Besides enjoying the color, fragrance, and texture of a year round tropical flower garden, another benefit is watching the wildlife it attracts. One of my favorites is the tiny hummingbird.  Some years I see multiple species, but for the last few months I’ve only had the Cinnamon hummingbird visiting. One reason for this is that all hummingbirds are quite pugnacious and territorial-clearly the diminutive Cinnamon has claimed my garden and driven off other species.
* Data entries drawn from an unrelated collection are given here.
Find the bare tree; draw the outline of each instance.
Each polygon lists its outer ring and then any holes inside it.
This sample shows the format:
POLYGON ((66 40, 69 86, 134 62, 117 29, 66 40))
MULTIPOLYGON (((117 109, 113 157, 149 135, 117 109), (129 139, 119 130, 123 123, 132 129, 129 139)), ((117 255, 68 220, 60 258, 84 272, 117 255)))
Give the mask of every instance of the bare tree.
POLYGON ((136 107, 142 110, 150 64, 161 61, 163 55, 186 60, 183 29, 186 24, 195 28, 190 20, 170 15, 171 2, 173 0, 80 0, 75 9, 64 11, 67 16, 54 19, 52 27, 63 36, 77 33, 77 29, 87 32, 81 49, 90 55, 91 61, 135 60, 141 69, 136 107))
Tiny, aggressive, and jewel-like, hummingbirds are pretty easy to attract to a garden and fun to watch. Hummingbirds are for the most part antisocial. In fact, these feisty little birds participate in high-speed chases when other hummingbirds are around to defend their feeding grounds. Hummingbirds do not need the help of other hummingbirds, either to locate food or fend off predators. Other hummingbirds are competitors for the flower nectar upon which they thrive. Even the potential help that a male might provide a female does not outweigh the burden of having a male around competing for food.  The male and female hummingbirds do not form a pair-bond after mating and the female is left to care for eggs and chicks alone.

What is all this fighting about?   These smallest birds in the world consume half their body weight in sugar each day. Hummingbirds are very small birds with a high metabolism. Since a great deal of energy is spent flying, they must feed almost constantly.  Plants take time to secrete nectar into their flowers. In an ideal world, hummingbirds should time their visits to flowers to take advantage of a full load of nectar. But if they wait to feed at a flower, they risk having other hummers beat them to the meal. It is therefore worth the effort for hummingbirds to chase away competitors so they have access and control of their favorite flowers.

In many cases, hummingbirds defend small territories around a favorite flower patch, and do so even during brief stop-overs for refueling even during migration. Where many species live together, the large species attempt to dominate flowers and get the biggest drinks of nectar and smaller species try to sneak in for a few sips.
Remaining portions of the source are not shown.